As I understand it, all transactions are connected by a thread (i.e., with the context stored in ThreadLocal). For example, if:
- I start a transaction in a transactional parent method
- Make database insert # 1 into an asynchronous call
- Make database insert # 2 into another asynchronous call
This will then lead to two different transactions (one for each insertion), even if they share the same "transactional" parent.
For example, suppose I perform two inserts (and using a very simple example, i.e. not using an executor or a terminating future for brevity, etc.):
@Transactional public void addInTransactionWithAnnotation() { addNewRow(); addNewRow(); }
Performs both inserts, if required, as part of the same transaction.

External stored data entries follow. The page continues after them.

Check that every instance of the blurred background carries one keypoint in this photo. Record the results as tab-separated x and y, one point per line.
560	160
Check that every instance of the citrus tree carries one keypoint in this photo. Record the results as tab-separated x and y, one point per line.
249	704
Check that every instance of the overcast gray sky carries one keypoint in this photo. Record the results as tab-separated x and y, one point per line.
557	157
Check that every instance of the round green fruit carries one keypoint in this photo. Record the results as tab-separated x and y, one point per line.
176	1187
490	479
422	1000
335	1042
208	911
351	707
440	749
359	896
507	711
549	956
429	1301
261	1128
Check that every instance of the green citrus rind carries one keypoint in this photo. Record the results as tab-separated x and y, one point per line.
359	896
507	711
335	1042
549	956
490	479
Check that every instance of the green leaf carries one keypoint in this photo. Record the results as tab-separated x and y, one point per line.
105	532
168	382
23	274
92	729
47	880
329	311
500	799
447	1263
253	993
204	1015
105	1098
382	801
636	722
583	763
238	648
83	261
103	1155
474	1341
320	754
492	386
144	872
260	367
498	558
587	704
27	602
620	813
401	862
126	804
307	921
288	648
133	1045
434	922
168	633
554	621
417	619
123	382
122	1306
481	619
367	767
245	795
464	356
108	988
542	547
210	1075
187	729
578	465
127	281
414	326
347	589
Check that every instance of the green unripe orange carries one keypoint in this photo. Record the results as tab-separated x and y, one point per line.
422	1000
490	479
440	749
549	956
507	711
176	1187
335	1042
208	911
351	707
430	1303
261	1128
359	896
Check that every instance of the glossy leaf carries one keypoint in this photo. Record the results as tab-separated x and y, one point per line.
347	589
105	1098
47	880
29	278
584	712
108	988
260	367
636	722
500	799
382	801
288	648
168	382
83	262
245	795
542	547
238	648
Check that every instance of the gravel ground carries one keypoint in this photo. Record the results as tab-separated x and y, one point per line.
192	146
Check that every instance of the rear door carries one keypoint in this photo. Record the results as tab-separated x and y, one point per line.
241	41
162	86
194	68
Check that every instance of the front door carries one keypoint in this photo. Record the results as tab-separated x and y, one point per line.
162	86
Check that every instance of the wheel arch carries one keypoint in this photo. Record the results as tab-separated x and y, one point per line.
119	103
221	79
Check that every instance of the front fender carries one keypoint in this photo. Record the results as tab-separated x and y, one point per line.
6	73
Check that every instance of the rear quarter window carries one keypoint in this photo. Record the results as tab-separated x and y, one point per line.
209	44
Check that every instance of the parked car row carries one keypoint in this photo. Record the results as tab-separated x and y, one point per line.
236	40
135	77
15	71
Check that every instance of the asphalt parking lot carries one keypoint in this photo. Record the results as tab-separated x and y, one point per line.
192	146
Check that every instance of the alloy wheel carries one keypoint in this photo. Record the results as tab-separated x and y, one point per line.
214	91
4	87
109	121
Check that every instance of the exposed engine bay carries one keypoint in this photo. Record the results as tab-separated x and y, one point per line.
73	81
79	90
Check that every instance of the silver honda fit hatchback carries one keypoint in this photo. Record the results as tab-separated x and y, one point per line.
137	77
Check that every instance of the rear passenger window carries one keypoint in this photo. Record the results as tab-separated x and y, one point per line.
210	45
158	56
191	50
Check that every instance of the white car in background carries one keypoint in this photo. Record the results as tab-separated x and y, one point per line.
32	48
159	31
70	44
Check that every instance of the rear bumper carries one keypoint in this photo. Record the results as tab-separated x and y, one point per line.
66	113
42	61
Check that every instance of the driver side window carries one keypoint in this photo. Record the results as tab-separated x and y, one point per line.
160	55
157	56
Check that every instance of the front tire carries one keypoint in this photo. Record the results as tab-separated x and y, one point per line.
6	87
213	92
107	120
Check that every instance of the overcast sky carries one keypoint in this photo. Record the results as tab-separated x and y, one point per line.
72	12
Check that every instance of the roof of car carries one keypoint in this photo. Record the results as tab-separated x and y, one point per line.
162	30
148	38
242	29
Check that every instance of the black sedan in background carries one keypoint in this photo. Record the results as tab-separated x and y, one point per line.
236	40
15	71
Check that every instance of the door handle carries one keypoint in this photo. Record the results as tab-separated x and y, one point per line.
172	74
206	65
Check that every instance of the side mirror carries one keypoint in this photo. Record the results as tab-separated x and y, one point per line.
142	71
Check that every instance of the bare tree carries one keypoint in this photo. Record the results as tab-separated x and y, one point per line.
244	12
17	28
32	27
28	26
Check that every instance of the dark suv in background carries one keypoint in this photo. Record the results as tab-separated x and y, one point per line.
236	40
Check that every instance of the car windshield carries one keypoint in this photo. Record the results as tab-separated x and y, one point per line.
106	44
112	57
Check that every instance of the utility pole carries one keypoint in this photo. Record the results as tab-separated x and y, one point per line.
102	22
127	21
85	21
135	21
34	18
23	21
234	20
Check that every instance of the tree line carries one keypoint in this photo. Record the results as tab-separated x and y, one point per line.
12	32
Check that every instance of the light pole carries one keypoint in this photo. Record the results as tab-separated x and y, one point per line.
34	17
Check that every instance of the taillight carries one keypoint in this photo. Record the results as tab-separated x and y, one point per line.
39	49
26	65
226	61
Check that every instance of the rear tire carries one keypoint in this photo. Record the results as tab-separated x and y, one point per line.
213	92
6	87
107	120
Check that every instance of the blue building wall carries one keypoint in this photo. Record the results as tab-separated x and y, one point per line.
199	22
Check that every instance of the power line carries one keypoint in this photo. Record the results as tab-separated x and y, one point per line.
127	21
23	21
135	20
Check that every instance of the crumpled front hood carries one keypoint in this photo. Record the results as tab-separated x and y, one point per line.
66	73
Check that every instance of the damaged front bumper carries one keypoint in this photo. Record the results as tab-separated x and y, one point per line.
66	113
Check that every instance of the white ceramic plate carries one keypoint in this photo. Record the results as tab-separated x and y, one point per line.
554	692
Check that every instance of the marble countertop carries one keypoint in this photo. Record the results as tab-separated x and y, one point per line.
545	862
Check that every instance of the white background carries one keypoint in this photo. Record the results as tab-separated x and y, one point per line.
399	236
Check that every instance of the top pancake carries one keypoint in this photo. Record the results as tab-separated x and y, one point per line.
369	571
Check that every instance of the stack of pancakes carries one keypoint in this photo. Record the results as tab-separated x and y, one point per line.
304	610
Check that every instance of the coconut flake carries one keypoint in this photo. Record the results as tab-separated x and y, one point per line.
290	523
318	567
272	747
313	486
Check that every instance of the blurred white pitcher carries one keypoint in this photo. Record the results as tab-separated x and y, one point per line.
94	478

However, if I wanted to parallelize these inserts for performance:
@Transactional public void addInTransactionWithAnnotation() { new Thread(this::addNewRow).start(); new Thread(this::addNewRow).start(); }
Then, each of these generated threads will not participate in the transaction at all, since the transactions are flow-related.
Key Question : Is there a way to safely propagate a transaction to child threads?
The only solutions that I decided to solve this problem:
- Use a JTA or some XA manager, which by definition should be capable of this. However, I ideally do not want to use XA for my solution because of this overhead
- Combine all the transactional work that I want to do (in the above example, the
addNewRow() function) into one thread and do all the previous work in multithreaded mode. - Define how InheritableThreadLocal is used in transaction status and distribute it to child threads. I am not sure how to do this.
Are there any other solutions? Even if it looks a bit like a workaround (like my solutions above)?